Michael Abbott of The Brainy Gamer is putting together an undergraduate seminar on the history of the RPG (fun!), and the whole process of deciding what games to include and the reasons for that is pretty interesting — admittedly, I find syllabus construction to be an interesting process that can tell you a lot about the person teaching the class (and a simple fact of life for those of us who want to stay in the Ivory Tower). He's put together a lengthy list of RPGs that will be whittled down (with some assistance from helpful readers) to 15 titles that will fulfil his criteria:
Historical scope - I want to expose students to the historical arc of RPGs, reflecting their origins and evolution. I realise I could spend weeks on mimesis, Tolkien, PnP Dungeons and Dragons, etc., but I'm keen to get them playing and studying electronic games as soon as possible.
Breadth - It's important that I provide students with a wide range of RPG games encompassing a variety of gameplay and design variations. The syllabus needn't be a "greatest hits" collection. A classic like Chrono Trigger may or may not make the list depending on how many other Square-developed SNES JRPG titles make the list ....

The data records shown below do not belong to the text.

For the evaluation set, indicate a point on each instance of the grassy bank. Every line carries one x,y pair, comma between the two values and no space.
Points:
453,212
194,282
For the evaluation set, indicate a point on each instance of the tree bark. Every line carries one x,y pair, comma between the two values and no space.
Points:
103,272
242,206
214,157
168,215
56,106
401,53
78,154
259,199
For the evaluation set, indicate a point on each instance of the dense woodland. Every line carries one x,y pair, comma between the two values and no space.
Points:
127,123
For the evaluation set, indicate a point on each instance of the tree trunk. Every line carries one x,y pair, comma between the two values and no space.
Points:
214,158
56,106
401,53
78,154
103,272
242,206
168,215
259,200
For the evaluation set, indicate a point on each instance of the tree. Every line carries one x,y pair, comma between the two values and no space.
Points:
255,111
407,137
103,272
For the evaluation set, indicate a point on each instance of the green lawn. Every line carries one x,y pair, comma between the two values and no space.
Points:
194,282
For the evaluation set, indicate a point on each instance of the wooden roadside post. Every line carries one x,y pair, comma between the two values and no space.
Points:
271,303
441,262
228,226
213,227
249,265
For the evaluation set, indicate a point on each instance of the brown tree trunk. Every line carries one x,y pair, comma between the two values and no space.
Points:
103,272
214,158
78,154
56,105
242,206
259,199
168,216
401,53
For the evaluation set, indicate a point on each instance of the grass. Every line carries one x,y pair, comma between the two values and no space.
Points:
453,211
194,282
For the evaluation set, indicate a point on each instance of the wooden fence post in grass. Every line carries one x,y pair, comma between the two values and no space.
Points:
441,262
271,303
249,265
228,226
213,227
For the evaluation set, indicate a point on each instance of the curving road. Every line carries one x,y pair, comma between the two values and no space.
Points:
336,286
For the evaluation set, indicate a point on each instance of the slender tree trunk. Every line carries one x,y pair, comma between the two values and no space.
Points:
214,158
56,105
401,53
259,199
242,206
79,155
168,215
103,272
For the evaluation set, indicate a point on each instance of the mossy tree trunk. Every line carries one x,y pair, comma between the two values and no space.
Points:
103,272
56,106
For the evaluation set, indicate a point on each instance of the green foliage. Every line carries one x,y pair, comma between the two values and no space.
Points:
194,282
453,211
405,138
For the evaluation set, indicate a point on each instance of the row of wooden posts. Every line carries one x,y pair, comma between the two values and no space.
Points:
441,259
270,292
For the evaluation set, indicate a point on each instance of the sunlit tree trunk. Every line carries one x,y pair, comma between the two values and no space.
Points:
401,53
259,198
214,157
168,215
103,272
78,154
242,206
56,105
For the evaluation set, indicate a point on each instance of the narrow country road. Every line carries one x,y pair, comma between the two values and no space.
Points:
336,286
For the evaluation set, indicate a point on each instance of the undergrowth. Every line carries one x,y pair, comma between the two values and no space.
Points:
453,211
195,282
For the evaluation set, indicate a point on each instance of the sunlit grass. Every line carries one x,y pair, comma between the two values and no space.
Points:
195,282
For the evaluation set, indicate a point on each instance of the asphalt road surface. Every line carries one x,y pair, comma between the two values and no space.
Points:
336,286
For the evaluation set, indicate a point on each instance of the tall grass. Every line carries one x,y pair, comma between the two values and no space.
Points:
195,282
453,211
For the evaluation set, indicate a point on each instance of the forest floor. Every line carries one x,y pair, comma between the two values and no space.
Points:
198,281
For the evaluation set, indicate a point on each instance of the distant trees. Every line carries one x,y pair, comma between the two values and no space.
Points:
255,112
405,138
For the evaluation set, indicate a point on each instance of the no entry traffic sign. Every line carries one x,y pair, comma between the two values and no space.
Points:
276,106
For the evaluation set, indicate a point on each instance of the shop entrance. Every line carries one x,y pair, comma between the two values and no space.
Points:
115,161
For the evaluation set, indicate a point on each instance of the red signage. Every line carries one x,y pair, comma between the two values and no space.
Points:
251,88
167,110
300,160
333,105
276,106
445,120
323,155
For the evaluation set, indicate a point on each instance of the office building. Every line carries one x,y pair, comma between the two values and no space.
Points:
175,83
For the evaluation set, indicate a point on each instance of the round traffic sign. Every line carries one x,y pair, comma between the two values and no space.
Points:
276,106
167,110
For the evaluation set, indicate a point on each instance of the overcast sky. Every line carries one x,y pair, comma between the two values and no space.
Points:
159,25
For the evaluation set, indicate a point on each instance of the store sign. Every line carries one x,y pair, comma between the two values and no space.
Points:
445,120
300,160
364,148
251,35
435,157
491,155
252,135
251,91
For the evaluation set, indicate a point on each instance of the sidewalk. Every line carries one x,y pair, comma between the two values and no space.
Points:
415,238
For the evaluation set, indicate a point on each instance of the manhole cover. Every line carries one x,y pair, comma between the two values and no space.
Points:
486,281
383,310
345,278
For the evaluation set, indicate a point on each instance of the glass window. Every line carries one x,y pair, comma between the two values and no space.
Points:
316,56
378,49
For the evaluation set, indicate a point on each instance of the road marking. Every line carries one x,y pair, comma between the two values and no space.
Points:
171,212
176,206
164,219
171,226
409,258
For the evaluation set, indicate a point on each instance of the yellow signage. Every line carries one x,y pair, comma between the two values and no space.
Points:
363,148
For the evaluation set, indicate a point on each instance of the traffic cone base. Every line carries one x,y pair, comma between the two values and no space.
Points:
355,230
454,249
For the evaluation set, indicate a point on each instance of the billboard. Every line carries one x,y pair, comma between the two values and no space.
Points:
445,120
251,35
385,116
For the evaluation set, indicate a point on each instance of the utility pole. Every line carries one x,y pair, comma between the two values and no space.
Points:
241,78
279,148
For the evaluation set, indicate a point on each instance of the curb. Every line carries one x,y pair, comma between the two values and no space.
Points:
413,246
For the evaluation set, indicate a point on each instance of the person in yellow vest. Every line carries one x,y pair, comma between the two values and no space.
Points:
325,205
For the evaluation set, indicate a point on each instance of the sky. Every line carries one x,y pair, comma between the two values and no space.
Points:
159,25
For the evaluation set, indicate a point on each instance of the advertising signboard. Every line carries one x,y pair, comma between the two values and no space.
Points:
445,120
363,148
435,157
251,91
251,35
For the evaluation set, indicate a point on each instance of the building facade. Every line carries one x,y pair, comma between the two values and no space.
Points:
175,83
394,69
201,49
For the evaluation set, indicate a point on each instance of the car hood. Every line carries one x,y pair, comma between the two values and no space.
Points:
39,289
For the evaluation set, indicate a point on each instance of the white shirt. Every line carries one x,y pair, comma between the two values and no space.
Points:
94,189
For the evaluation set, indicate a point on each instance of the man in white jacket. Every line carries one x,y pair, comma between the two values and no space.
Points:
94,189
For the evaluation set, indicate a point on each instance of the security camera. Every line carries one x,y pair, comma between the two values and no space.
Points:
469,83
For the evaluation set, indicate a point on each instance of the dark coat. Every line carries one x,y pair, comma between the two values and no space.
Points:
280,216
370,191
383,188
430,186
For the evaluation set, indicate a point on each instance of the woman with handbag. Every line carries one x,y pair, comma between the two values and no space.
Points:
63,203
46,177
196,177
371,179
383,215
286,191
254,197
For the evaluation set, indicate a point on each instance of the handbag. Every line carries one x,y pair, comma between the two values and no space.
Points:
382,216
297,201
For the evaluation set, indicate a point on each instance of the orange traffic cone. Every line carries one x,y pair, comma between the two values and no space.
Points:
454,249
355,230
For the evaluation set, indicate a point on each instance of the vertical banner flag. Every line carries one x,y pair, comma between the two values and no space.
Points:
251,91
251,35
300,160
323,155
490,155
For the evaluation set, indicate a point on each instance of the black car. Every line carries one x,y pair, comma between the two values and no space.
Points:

Impact - I want to assign games that have made a notable impact or illustrate important transitions in the evolution of the medium
I'm curious to see the eventual syllabus, and Abbott has promised to keep readers in the loop regarding the final product, as well as the bibliography and reading list for the class. Sounds like exactly the kind of class I'd love to audit to offset the thrilling excitement of "The Postwar and the Idea of Japan: History and Historiography."